2.2 用预处理后的数据集训练Bert的语料库

加载预处理后的corpus.0.tfrecord等等10个文件,预训练Bert模型。该部分是来自Bert原始模型的Tensorflow开源源码。

# 预训练脚本
import os
os.environ['TF_KERAS'] = '1'  # 必须使用tf.keras

import tensorflow as tf
from bert4keras.backend import keras, K
from bert4keras.models import build_transformer_model
from bert4keras.optimizers import Adam
from bert4keras.optimizers import extend_with_gradient_accumulation
from bert4keras.optimizers import extend_with_layer_adaptation
from bert4keras.optimizers import extend_with_piecewise_linear_lr
from bert4keras.optimizers import extend_with_weight_decay
from keras.layers import Input, Lambda
from keras.models import Model

from data_utils import TrainingDatasetRoBERTa

# 语料路径和模型保存路径
model_saved_path = 'pre_models/bert_model.ckpt'
corpus_paths = [
    f'corpus_tfrecord/corpus.{i}.tfrecord' for i in range(10)
]

# 其他配置
sequence_length = 512
batch_size = 64
config_path = 'bert_config.json'
checkpoint_path = None  # 如果从零训练,就设为None
learning_rate = 0.00176
weight_decay_rate = 0.01
num_warmup_steps = 3125
num_train_steps = 125000
steps_per_epoch = 10000
grad_accum_steps = 16   # 大于1即表明使用梯度累积
epochs = num_train_steps * grad_accum_steps // steps_per_epoch
exclude_from_weight_decay = ['Norm', 'bias']
tpu_address = None      # 如果用多GPU跑,直接设为None
which_optimizer = 'lamb'    # adam 或 lamb,均自带weight decay
lr_schedule = {
    num_warmup_steps * grad_accum_steps: 1.0,
    num_train_steps * grad_accum_steps: 0.0,
}
floatx = K.floatx()

# 读取数据集,构建数据张量
dataset = TrainingDatasetRoBERTa.load_tfrecord(
    record_names=corpus_paths,
    sequence_length=sequence_length,
    batch_size=batch_size // grad_accum_steps,
)

def build_transformer_model_with_mlm():
    """带mlm的bert模型。

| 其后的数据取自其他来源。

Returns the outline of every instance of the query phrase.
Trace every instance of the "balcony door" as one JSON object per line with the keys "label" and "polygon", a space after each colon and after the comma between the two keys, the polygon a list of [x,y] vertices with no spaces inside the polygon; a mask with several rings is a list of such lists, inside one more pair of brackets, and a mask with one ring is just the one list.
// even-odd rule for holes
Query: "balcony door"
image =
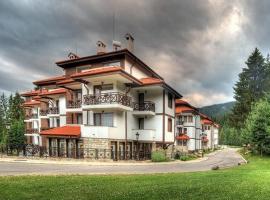
{"label": "balcony door", "polygon": [[144,93],[139,93],[139,110],[144,110]]}
{"label": "balcony door", "polygon": [[101,85],[94,86],[94,95],[99,96],[101,94]]}

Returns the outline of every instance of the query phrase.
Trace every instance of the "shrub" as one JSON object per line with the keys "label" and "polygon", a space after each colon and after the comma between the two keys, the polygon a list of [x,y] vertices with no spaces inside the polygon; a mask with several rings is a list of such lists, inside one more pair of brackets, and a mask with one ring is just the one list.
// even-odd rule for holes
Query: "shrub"
{"label": "shrub", "polygon": [[193,160],[193,159],[196,159],[196,158],[197,158],[196,155],[190,154],[190,155],[182,155],[180,157],[180,160],[182,160],[182,161],[188,161],[188,160]]}
{"label": "shrub", "polygon": [[152,159],[152,162],[168,161],[166,157],[166,152],[164,150],[157,150],[157,151],[152,152],[151,159]]}

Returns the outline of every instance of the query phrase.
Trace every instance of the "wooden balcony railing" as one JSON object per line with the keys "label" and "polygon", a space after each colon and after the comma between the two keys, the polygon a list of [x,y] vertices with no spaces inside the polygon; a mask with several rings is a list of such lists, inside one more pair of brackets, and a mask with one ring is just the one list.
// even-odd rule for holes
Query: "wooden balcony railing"
{"label": "wooden balcony railing", "polygon": [[67,101],[67,108],[81,108],[82,107],[82,101],[81,100],[75,100],[75,101]]}
{"label": "wooden balcony railing", "polygon": [[155,112],[155,103],[151,101],[144,101],[142,103],[133,103],[134,111],[153,111]]}
{"label": "wooden balcony railing", "polygon": [[27,134],[38,133],[38,129],[37,128],[28,128],[25,130],[25,133],[27,133]]}
{"label": "wooden balcony railing", "polygon": [[84,95],[84,105],[121,104],[131,107],[131,97],[120,92],[108,92],[100,95]]}

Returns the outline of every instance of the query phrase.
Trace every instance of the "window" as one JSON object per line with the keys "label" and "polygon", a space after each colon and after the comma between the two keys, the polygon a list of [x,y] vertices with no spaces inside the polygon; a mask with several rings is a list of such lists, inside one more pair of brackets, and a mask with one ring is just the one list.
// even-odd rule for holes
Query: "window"
{"label": "window", "polygon": [[113,84],[95,85],[94,94],[99,95],[101,91],[113,90]]}
{"label": "window", "polygon": [[82,100],[82,90],[75,90],[74,94],[75,101]]}
{"label": "window", "polygon": [[187,116],[183,116],[183,118],[184,118],[184,122],[187,122]]}
{"label": "window", "polygon": [[113,126],[113,113],[94,113],[95,126]]}
{"label": "window", "polygon": [[168,132],[172,132],[172,119],[168,118]]}
{"label": "window", "polygon": [[82,114],[77,114],[77,124],[82,124]]}
{"label": "window", "polygon": [[142,130],[144,129],[144,118],[139,118],[139,129]]}
{"label": "window", "polygon": [[91,124],[91,118],[90,118],[90,116],[91,116],[91,111],[87,111],[87,118],[86,118],[86,124],[87,125],[90,125]]}
{"label": "window", "polygon": [[192,116],[188,116],[188,122],[192,123],[193,122],[193,117]]}
{"label": "window", "polygon": [[172,108],[173,106],[173,97],[170,93],[168,93],[168,107]]}

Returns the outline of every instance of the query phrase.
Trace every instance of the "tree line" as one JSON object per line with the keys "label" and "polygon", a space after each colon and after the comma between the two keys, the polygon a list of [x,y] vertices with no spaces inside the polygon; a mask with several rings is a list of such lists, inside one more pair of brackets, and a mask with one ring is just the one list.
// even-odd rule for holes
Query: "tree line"
{"label": "tree line", "polygon": [[0,96],[0,145],[17,147],[25,142],[24,100],[19,93]]}
{"label": "tree line", "polygon": [[234,85],[236,103],[218,119],[220,142],[247,145],[253,152],[270,153],[270,59],[258,48],[250,54]]}

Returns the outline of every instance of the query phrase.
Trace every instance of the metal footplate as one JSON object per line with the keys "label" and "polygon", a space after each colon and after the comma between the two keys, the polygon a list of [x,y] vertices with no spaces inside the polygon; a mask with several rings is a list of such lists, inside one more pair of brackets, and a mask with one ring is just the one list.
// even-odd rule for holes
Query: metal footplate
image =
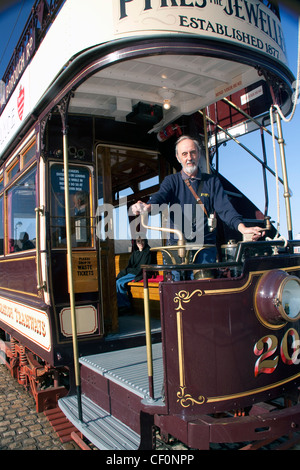
{"label": "metal footplate", "polygon": [[59,400],[69,421],[100,450],[137,450],[140,436],[89,398],[82,396],[82,421],[78,419],[77,396]]}

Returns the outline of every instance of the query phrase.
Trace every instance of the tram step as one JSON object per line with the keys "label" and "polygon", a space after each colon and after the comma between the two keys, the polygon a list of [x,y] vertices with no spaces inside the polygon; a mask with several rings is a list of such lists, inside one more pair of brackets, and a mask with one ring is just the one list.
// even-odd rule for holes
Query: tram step
{"label": "tram step", "polygon": [[[164,381],[162,344],[152,345],[154,397],[156,404],[161,400],[162,386]],[[79,362],[83,368],[88,368],[94,374],[119,384],[131,391],[140,399],[149,396],[149,380],[147,369],[146,346],[137,348],[111,351],[104,354],[95,354],[81,357]],[[85,391],[86,395],[88,394]]]}
{"label": "tram step", "polygon": [[82,421],[77,396],[61,398],[58,405],[71,423],[100,450],[137,450],[140,436],[84,395]]}
{"label": "tram step", "polygon": [[62,443],[74,440],[72,433],[77,433],[77,429],[72,423],[66,418],[64,413],[57,407],[50,410],[45,410],[44,415],[48,418],[49,423],[53,427],[57,436]]}

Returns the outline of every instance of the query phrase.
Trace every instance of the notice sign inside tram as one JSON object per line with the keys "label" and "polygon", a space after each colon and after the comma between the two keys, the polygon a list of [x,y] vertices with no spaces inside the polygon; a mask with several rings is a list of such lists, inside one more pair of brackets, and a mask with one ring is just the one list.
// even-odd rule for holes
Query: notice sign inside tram
{"label": "notice sign inside tram", "polygon": [[[91,171],[88,167],[69,167],[69,214],[72,248],[92,245]],[[51,232],[53,247],[63,248],[66,239],[65,175],[62,164],[51,166]]]}
{"label": "notice sign inside tram", "polygon": [[[65,176],[63,165],[53,165],[51,167],[52,189],[56,193],[65,191]],[[69,168],[69,189],[70,193],[77,191],[89,192],[89,170],[87,168],[72,167]]]}
{"label": "notice sign inside tram", "polygon": [[95,292],[98,290],[96,253],[73,252],[72,267],[75,292]]}

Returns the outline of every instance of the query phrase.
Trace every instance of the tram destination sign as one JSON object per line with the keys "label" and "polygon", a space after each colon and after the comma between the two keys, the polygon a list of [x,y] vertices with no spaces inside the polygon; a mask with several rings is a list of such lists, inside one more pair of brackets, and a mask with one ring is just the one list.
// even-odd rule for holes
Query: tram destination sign
{"label": "tram destination sign", "polygon": [[115,34],[180,32],[219,39],[264,52],[284,64],[286,47],[279,18],[253,0],[117,0]]}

"""
    bert = build_transformer_model(
        config_path, with_mlm='linear', return_keras_model=False
    )
    proba = bert.model.output

    # 辅助输入
    token_ids = Input(shape=(None,), dtype='int64', name='token_ids')   # 目标id
    is_masked = Input(shape=(None,), dtype=floatx, name='is_masked')    # mask标记

    def mlm_loss(inputs):
        """计算loss的函数,需要封装为一个层。"""
        y_true, y_pred, mask = inputs
        loss = K.sparse_categorical_crossentropy(
            y_true, y_pred, from_logits=True
        )
        loss = K.sum(loss * mask) / (K.sum(mask) + K.epsilon())
        return loss

    def mlm_acc(inputs):
        """计算准确率的函数,需要封装为一个层
        """
        y_true, y_pred, mask = inputs
        y_true = K.cast(y_true, floatx)
        acc = keras.metrics.sparse_categorical_accuracy(y_true, y_pred)
        acc = K.sum(acc * mask) / (K.sum(mask) + K.epsilon())
        return acc

    mlm_loss = Lambda(mlm_loss, name='mlm_loss')([token_ids, proba, is_masked])
    mlm_acc = Lambda(mlm_acc, name='mlm_acc')([token_ids, proba, is_masked])

    train_model = Model(
        bert.model.inputs + [token_ids, is_masked], [mlm_loss, mlm_acc]
    )

    loss = {
        'mlm_loss': lambda y_true, y_pred: y_pred,
        'mlm_acc': lambda y_true, y_pred: K.stop_gradient(y_pred),
    }

    return bert, train_model, loss

def build_transformer_model_for_pretraining():
    """构建训练模型,通用于TPU/GPU
    注意全程要用keras标准的层写法,一些比较灵活的“移花接木”式的
    写法可能会在TPU上训练失败。此外,要注意的是TPU并非支持所有
    tensorflow算子,尤其不支持动态(变长)算子,因此编写相应运算
    时要格外留意。
    """
    bert, train_model, loss = build_transformer_model_with_mlm()

    # 优化器
    optimizer = extend_with_weight_decay(Adam)
    if which_optimizer == 'lamb':
        optimizer = extend_with_layer_adaptation(optimizer)
    optimizer = extend_with_piecewise_linear_lr(optimizer)
    optimizer_params = {
        'learning_rate': learning_rate,
        'lr_schedule': lr_schedule,
        'weight_decay_rate': weight_decay_rate,
        'exclude_from_weight_decay': exclude_from_weight_decay,
        'bias_correction': False,
    }
    if grad_accum_steps > 1:
        optimizer = extend_with_gradient_accumulation(optimizer)
        optimizer_params['grad_accum_steps'] = grad_accum_steps
    optimizer = optimizer(**optimizer_params)

    # 模型定型
    train_model.compile(loss=loss, optimizer=optimizer)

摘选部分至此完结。